The latest national climate emissions figures show that Scotland’s greenhouse gas emissions rose by 400,000 tonnes between 2011 and 2012, when the initial 2012 target was actually for a 178,000-tonne drop. The target for 2013 will now require a drop from 55.7 million tonnes to 47.9 million tonnes.
The Scottish Government has therefore put together a package of measures to demonstrate its resolve to meet future targets and ensure the country ‘remains a world leader in this field’.
New climate change measures include: –
- The establishment of a Cabinet Sub-Committee on Climate Change – to embed climate change as a core priority across all government departments and provide a regular focus on climate change for the country’s key decision-makers.
- A new regulatory framework on district heating – helping to tackle carbon emissions from heating buildings and water, which make up around half of Scotland’s carbon emissions.
- Homes energy efficiency – £5m made available for energy efficiency upgrades for rural areas such as Orkney, Shetland and the Western Isles.
- Transport – A further £15m for cycling, walking and electric vehicles and for the Smarter Choices Smarter Places programme to promote low-carbon, healthier transport options
This new announcement has been welcomed by coalition organisation Stop Climate Chaos Scotland, with spokesperson Gina Hanrahan now of the belief that ‘the government is serious about getting us back on track to meet future targets’.
AUDIO: Stop Climate Chaos Scotland reaction
“These are important first steps and we will need to build on them to realise the full potential of the Climate Change Act,” said Hanrahan. “While acknowledging changes to how we measure greenhouse gas emissions has on this occasion made the targets harder to meet, this shouldn’t distract from future efforts to develop a low-carbon economy.”

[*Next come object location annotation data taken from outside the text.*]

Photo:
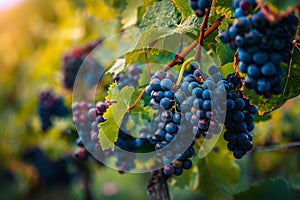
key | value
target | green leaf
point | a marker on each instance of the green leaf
(142, 9)
(279, 5)
(218, 173)
(183, 7)
(225, 53)
(117, 67)
(161, 14)
(223, 7)
(144, 78)
(140, 106)
(109, 130)
(267, 190)
(130, 13)
(291, 85)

The longer term trend still shows a substantial emissions reduction across Scotland; of 26.4% since a 1990 baseline, indicating that the country is on track to meet the statutory 42% reduction in emissions by 2020, which is prescribed under the Climate Change (Scotland) Act.
But Patrick Harvie, Green MSP for Glasgow, remains sceptical. “It’s deeply concerning that after years of self-congratulation for setting ambitious targets, Scotland has now missed the first three in a row,” he said.
“The tough reality is that the first three annual targets were the easy ones – and these are the ones the Government has missed.
“The next annual target is the first which demands a really big cut of over five million tonnes, and there is little sign that the Government understands the scale of the challenge that lies ahead.”
Scotland has a long-term target of 80% carbon emissions reduction by 2050.